Em caso de denúncia encaminhada, Ramos e Corinthians podem sofrer punições variadas. De acordo com o artigo 243-G do Código Brasileiro de Justiça Desportiva (CBJD), “praticar ato discriminatório, desdenhoso ou ultrajante, relacionado a preconceito em razão de origem étnica, raça, sexo, cor, idade, condição de pessoa idosa ou portadora de deficiência” pode gerar suspensão de cinco a 10 partidas além de multa de R$ 100 a R$ 100 mil.

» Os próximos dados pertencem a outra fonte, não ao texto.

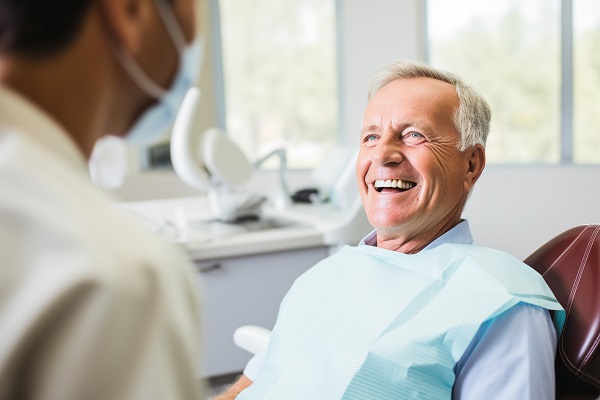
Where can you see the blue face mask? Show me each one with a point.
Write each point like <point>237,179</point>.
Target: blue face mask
<point>158,118</point>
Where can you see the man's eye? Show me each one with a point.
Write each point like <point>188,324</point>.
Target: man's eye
<point>414,138</point>
<point>370,139</point>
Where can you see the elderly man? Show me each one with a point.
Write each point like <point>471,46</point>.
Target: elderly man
<point>416,311</point>
<point>91,306</point>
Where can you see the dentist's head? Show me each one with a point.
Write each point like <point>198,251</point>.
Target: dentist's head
<point>101,67</point>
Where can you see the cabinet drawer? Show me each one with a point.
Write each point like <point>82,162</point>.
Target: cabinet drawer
<point>244,291</point>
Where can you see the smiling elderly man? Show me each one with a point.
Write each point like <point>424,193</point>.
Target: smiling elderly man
<point>416,311</point>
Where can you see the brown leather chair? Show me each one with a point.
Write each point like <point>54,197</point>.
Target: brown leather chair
<point>570,264</point>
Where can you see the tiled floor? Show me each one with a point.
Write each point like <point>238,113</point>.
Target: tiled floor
<point>217,384</point>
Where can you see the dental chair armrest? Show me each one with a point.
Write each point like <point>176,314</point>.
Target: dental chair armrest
<point>252,338</point>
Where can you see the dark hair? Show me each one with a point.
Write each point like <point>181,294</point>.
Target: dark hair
<point>39,27</point>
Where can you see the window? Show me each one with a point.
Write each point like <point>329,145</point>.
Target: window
<point>528,59</point>
<point>280,77</point>
<point>586,81</point>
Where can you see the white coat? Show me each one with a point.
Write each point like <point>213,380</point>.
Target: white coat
<point>91,306</point>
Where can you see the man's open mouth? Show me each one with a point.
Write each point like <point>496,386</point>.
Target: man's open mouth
<point>393,185</point>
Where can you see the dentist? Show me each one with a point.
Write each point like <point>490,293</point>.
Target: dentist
<point>91,306</point>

O site GZH ainda lembra que “caso a infração seja considerada de extrema gravidade, o órgão judiciante, no caso o STJD, poderá aplicar penas dos incisos V, VII e XI do art. 170, que preveem punições como advertência (a mais leve) até exclusão de campeonato ou torneio (a mais grave)”.

Edenilson afirma ter sido chamado de “macaco” na reta final do citado jogo. Ramos, por outro lado, contratou uma perícia especializada que divulgou recentemente um laudo apontando que não houve injúria racial. Um dos argumentos é que os lábios superior e inferior do jogador não se tocam para formar a letra “m”.